И голод, который никогда полностью не засыпал рядом с ней, зевнул и зарычал. Да, он хотел пробраться за эти щиты. Он хотел оказаться в ней.

Издав изголодавшийся стон, мужчина требовательно пошел в наступление. Проникнув языком между ее губ, Найл пошел глубже, требуя, чтобы она переплелась своим с его, поддалась ему. Хлоя открыла рот шире, и он зарычал, запуская пальцы в ее волосы, хватая толстые пряди и стаскивая ее шапку. Найл наклонил ее голову, проникая глубже, посасывая и желая получить еще больше ее. Она положила руки на его запястья, подчиняясь. Кто-то должен был предупредить ее не давать слишком много жадному подонку типа него. Потому что ему никогда не будет достаточно. Он будет жаждать большего. Настаивать на большем...

Качнув бедрами, он прижался членом к ее прикрытой джинсами промежности. Девушка издала всхлип, и он ответил ей еще одним рыком. Черт, он практически чувствовал скользкие влажные складки ее киски на его члене...

– Хлоя.

Резкий звук ее имени подействовал на него как ведро ледяной воды после невероятно жаркой сауны.

Он медленно вытащил пальцы из ее волос. Сделал шаг назад. Взглянул в ее большие темные глаза. Сделав глубокий вдох, который обжег его легкие холодом и виной, он обернулся и посмотрел на суровую, разъяренную пару, стоящую внизу лестницы.

– Здравствуйте, мистер и миссис Ричардсон.

– Найл, – поприветствовал его Картер Ричардсон.

Розалинд не сводила с него глаз, в которых бушевал огонь такой же силы, как и лед в голосе ее супруга.

– Хлоя, – повторила она имя дочери, игнорируя Найла. – Мы звонили тебе, но так и не дождались ответа. Мы беспокоились.

Розалинд бросила на Найла еще один испепеляющий взгляд, давая понять, что она считала его ответственным за грубость и плохое отношение их дочери. Их отвращение и горечь не удивили его. На похоронах Майкла они ясно дали понять, что за смерть сына винили только его. Что ж, Найл был того же мнения.
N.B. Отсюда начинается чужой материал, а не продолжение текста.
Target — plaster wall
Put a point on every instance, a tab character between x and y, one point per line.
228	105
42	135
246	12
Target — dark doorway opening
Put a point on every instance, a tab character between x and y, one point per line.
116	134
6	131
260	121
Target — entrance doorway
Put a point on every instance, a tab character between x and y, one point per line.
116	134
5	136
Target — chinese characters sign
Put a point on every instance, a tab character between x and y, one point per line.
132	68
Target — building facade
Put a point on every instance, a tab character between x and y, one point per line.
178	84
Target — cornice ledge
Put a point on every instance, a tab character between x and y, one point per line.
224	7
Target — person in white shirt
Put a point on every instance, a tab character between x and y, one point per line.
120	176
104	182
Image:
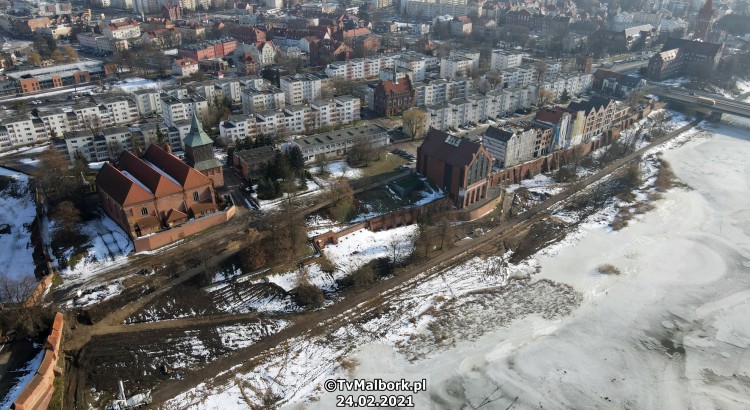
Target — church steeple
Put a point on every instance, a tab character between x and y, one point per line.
703	21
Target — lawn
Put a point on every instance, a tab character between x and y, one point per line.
387	163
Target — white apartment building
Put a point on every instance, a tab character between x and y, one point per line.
22	130
467	53
123	29
510	145
121	111
360	68
452	67
300	88
504	59
174	109
147	102
238	127
55	122
262	99
440	91
517	77
270	122
417	65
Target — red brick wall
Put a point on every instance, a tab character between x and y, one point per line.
38	393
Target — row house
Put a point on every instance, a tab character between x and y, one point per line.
510	145
147	102
597	116
209	49
181	109
457	66
360	68
336	143
238	127
505	59
104	145
101	43
262	99
22	130
439	91
122	30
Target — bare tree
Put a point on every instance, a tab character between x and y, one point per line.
544	97
415	123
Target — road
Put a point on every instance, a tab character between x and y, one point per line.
345	311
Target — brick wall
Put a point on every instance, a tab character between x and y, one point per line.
38	393
157	240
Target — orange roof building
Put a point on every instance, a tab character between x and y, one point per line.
153	193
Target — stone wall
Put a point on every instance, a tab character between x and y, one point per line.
38	393
159	239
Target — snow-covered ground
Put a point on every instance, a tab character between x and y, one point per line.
352	251
16	257
108	246
669	331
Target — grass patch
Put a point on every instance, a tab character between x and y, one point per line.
608	269
387	163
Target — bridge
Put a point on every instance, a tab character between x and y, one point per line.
710	104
Так что да, он не мог винить их за их гнев, когда они обнаружили его рядом со своей дочерью.

Но это не значило, что их антипатия не пробивала дыру в его душе.
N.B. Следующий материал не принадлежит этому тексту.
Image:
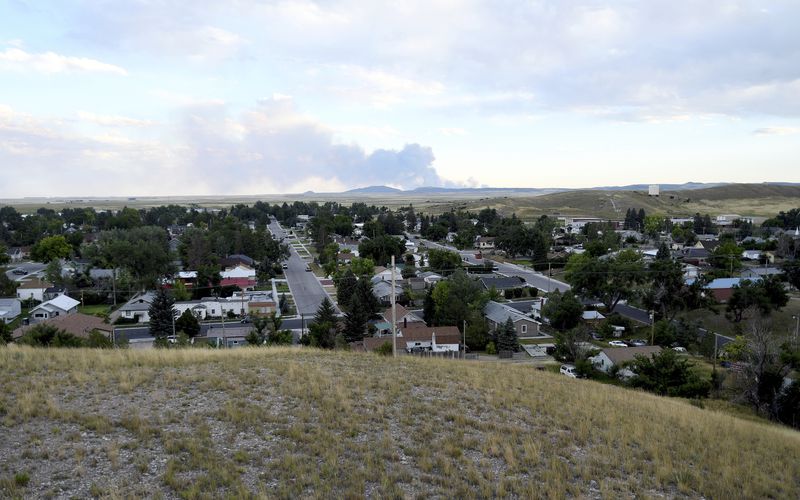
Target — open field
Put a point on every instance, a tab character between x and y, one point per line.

В какой-то момент дом Ричардсонов стал домом и ему, намного более родным, чем его собственный вообще-то. Майкл и Хлоя жили там. Там царили забота, любовь и дисциплина. В то время, когда его отец все время пребывал в разъездах между Бостоном и Дублином, а мать все время уделяла комитету или очередному мероприятию по сбору средств, дом лучшего друга казался Найлу раем. И хотя Картер и Розалинд, вероятно, никогда не понимали привязанности их прилежного, воспитанного сына к дикому, громкому ирландскому ребенку, они всегда принимали Найла, никогда не игнорировали его.

Пока Найл не предал их расположение, уведя их сына от распланированного будущего в сторону карьеры в музыке – и это из всех возможных вариантов – а затем и вовсе утащив в другую страну за сотни миль от родительского дома. Последним гвоздем в крышке гроба Найла было то, что их сын остался в конечном итоге один.
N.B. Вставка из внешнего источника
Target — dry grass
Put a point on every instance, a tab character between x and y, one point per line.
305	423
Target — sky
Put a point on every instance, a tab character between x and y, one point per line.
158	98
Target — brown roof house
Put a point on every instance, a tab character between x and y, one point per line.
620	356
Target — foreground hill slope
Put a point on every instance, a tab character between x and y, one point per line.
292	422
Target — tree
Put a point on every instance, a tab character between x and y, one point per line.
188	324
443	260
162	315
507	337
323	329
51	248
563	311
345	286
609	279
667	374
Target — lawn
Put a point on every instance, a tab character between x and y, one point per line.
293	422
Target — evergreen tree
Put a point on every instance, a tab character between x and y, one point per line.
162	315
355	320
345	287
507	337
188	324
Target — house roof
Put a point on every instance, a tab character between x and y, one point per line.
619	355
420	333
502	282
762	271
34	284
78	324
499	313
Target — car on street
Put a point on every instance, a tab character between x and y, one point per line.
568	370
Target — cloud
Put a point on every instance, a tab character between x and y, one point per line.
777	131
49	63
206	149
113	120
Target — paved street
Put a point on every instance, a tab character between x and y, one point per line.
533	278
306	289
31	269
– Мам, извини. Я нечаянно оставила телефон в машине, пока гуляла. – Хлоя взглянула на Найла с тревогой и сожалением в глазах. – Найл отвез меня...

– Это моя вина, миссис Ричардсон. Хлоя весь день была со мной. Я приношу извинения.

Хотя ни один из них не должен был оправдываться за свои поступки – они были совершеннолетними, ради всего святого – он не мог выдержать вида беспокойства на лице Хлои. Учитывая, что секунду назад на нем была написана самая сладкая страсть.

– Что ж, почему я не удивлена? – фыркнула Розалинд, обратившись к нему впервые с прибытия. – Кажется, будто ты хоть каким-то боком вовлечен, если мои дети забывают о своих обязанностях и верности.

– Мама, пожалуйста, – попросила Хлоя, выступая вперед, будто желая скрыть его от взора матери и ее обвинений.